You are entitled to a statement of account from your lawyer for money in trust:

  • when you ask your lawyer for it
  • when your legal matter is finished, or
  • as soon as possible after 30 June of each year unless:
    • the account has been open less than six months
    • the balance of the account is $0 and there have been no transactions within the last 12 months, or
    • a statement of account has been given to you within the previous 12 months and no transaction has occurred since then.

What can I do if​​​ I am not happy about what my lawyer is doing ​​​with my trust account?

If you have a problem involving a trust account you should first talk to your lawyer about it. If this does not resolve your concerns you can contact the Office of the Legal Services Commissioner.

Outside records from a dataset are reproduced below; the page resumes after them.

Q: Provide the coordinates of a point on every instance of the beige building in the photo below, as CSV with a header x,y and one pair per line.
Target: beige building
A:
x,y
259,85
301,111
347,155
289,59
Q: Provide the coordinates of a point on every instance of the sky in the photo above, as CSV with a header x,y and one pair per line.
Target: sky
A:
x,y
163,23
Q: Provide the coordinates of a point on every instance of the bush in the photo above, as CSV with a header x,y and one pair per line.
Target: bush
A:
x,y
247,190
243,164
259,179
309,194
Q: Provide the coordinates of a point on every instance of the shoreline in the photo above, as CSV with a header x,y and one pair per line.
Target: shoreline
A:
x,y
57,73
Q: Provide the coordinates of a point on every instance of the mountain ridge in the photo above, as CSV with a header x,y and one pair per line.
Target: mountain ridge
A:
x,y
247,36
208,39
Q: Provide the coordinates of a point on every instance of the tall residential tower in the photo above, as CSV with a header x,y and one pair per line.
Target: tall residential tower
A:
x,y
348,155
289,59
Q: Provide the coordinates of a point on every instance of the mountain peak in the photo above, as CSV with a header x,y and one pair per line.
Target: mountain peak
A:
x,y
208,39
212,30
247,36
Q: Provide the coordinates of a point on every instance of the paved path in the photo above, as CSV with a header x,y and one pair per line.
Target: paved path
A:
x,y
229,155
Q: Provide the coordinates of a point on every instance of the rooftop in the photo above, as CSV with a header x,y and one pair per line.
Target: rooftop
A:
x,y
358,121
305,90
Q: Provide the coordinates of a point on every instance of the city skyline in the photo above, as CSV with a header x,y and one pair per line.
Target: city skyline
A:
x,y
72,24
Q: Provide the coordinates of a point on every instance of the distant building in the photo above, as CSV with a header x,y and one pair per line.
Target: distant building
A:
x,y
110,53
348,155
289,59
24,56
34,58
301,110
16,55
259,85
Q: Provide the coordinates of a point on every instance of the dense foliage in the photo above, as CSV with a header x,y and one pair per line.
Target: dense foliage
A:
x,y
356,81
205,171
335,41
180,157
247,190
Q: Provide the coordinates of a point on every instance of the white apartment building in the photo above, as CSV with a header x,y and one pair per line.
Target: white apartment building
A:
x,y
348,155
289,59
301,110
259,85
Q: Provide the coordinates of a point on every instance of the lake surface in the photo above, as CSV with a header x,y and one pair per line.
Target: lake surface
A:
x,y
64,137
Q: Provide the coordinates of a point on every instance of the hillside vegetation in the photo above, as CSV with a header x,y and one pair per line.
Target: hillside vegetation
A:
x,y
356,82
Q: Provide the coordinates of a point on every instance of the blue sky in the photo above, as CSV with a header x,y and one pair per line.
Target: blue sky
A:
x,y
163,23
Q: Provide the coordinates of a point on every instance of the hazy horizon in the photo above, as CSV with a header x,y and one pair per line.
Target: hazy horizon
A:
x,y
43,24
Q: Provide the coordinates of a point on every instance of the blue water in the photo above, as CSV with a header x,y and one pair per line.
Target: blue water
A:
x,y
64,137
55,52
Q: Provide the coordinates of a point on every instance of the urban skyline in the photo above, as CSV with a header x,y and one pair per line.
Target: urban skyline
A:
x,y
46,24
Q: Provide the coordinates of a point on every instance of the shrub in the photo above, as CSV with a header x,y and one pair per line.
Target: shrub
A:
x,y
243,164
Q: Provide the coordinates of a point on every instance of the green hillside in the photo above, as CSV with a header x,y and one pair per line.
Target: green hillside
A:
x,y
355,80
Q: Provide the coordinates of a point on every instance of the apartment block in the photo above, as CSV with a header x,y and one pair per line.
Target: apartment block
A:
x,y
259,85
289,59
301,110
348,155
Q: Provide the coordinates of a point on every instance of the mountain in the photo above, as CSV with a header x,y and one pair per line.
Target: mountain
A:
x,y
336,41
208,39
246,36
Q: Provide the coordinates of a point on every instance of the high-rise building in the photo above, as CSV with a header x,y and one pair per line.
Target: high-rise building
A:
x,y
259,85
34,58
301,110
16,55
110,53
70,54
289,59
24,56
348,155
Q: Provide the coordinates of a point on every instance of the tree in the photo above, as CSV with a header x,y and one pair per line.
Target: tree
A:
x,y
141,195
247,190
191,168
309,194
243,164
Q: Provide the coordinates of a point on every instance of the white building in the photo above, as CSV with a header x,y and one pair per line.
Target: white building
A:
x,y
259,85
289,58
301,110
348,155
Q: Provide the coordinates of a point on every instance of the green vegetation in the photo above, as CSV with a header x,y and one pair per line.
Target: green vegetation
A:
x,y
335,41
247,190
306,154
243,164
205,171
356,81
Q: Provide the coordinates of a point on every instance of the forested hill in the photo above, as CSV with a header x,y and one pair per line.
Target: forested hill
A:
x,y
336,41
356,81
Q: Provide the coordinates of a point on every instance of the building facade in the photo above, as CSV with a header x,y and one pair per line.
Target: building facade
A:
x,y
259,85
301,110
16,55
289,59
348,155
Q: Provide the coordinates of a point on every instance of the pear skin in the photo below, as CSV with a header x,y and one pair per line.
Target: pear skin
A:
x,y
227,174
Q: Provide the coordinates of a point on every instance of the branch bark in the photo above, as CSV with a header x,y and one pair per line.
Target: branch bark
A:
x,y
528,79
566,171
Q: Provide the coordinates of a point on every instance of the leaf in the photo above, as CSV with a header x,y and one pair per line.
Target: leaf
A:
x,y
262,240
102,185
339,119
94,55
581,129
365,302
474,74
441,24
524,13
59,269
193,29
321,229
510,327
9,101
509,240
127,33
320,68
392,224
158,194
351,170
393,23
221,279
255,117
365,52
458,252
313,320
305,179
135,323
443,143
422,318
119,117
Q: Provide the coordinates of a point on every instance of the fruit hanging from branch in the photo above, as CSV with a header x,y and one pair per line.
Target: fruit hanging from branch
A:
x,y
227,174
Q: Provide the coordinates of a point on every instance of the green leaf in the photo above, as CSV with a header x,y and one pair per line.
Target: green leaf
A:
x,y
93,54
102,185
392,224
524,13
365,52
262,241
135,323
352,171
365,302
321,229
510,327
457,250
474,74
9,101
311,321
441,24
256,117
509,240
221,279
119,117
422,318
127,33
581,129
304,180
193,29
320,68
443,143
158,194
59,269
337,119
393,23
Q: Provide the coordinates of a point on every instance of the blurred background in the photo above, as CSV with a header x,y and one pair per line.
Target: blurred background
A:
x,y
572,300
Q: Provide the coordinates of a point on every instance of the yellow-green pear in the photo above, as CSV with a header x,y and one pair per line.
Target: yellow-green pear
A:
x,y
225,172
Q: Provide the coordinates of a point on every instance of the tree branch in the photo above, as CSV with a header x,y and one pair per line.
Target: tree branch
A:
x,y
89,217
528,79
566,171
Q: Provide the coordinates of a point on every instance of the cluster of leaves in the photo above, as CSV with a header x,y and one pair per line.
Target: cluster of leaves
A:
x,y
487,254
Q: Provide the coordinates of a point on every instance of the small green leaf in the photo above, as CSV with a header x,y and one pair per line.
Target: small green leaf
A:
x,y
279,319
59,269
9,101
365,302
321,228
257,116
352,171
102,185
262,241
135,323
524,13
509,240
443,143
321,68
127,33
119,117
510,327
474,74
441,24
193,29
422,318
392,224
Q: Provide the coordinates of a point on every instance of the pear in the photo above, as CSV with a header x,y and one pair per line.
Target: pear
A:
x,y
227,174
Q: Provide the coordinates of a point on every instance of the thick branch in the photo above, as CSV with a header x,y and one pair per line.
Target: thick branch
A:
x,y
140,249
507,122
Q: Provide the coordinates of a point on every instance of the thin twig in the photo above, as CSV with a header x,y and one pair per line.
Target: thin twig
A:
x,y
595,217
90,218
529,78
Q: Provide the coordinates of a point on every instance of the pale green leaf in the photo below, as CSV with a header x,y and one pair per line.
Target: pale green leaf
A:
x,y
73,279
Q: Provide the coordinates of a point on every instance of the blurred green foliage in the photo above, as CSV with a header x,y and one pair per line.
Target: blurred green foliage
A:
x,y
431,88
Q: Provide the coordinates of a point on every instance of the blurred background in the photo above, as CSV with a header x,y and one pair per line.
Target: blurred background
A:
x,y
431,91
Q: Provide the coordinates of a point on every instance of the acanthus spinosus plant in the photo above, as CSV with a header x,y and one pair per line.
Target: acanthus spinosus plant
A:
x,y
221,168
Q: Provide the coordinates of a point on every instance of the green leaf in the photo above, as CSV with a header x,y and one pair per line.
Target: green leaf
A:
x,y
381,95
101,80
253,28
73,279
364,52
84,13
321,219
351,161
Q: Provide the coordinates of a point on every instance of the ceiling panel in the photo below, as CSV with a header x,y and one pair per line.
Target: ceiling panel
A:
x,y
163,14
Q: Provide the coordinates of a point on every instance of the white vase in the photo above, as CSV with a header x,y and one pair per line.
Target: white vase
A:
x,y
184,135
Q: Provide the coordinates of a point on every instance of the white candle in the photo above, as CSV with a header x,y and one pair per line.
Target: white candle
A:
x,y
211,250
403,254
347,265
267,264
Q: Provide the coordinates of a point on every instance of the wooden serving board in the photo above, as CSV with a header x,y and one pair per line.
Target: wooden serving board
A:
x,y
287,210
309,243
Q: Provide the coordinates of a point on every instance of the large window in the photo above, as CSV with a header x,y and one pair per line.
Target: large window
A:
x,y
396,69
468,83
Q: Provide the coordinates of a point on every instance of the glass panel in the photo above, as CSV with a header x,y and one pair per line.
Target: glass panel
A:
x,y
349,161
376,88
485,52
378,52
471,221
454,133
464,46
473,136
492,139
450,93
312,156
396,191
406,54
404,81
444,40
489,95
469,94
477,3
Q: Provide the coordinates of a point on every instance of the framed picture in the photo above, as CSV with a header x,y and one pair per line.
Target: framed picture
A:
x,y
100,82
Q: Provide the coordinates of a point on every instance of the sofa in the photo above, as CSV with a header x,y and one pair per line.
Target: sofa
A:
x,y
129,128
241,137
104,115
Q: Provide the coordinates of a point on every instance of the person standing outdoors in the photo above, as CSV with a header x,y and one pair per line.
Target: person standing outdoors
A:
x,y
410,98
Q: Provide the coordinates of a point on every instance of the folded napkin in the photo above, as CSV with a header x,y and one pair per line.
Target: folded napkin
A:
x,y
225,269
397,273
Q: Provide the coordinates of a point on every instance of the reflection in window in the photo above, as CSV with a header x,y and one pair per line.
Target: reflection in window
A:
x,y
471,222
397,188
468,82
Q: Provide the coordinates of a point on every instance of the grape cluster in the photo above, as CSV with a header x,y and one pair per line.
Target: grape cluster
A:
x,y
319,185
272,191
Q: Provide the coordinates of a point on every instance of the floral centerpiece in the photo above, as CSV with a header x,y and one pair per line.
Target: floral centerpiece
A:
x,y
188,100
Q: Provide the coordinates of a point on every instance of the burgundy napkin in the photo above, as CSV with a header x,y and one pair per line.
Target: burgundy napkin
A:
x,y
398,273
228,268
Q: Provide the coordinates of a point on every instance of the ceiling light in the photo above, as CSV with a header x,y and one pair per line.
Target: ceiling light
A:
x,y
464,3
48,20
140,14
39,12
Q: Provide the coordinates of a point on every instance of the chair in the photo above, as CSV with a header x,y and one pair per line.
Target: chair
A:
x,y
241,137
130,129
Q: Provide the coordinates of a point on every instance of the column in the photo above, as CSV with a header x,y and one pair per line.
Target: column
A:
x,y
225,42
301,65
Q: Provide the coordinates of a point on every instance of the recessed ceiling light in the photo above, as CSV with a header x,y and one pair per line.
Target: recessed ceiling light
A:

If your lawyer has acted dishonestly with trust account money or property you may also be able to make a claim on the Fidelity Fund with The Law Society of New South Wales.

How do I make a claim on the​​​ Fidelity Fund?

You may be able to make a claim on the fidelity fund if you have lost trust money or property because a lawyer was dishonest in some way. You can't make a claim on the fidelity fund for negligence.

To make a claim, you need to have experienced some financial loss.

Usually, if the Law Society of New South Wales finds that a lawyer has acted dishonestly in relation to trust money or property, they will place a notice about the law practice and invite anyone affected to make a claim on the fidelity fund. They often specify a date the claim has to be made by.

For more information about making a claim on the fidelity fund, see Legal Practitioners Fidelity Fund on The Law Society of New South Wales website.

What happens to the interest ​​on my trust account?

Interest on a trust account is deposited with the NSW Public Purpose Fund (PPF). This is a fund administered by the Law Society of New South Wales and the NSW Department of Communities & Justice. The money is used to fund organisations in NSW who provide legal services.

What can I do if my lawyer no ​longer has the money left in my trust account?

If a lawyer can't find the person they are holding trust money for, they can pay the money into the Consolidated Fund administered by the NSW Treasury. NSW Treasury must be informed who the money should be paid to. Once this is done, a lawyer is no longer responsible for holding the money.

If you believe the Consolidated Fund may contain trust money belonging to you, you should contact the NSW Treasury.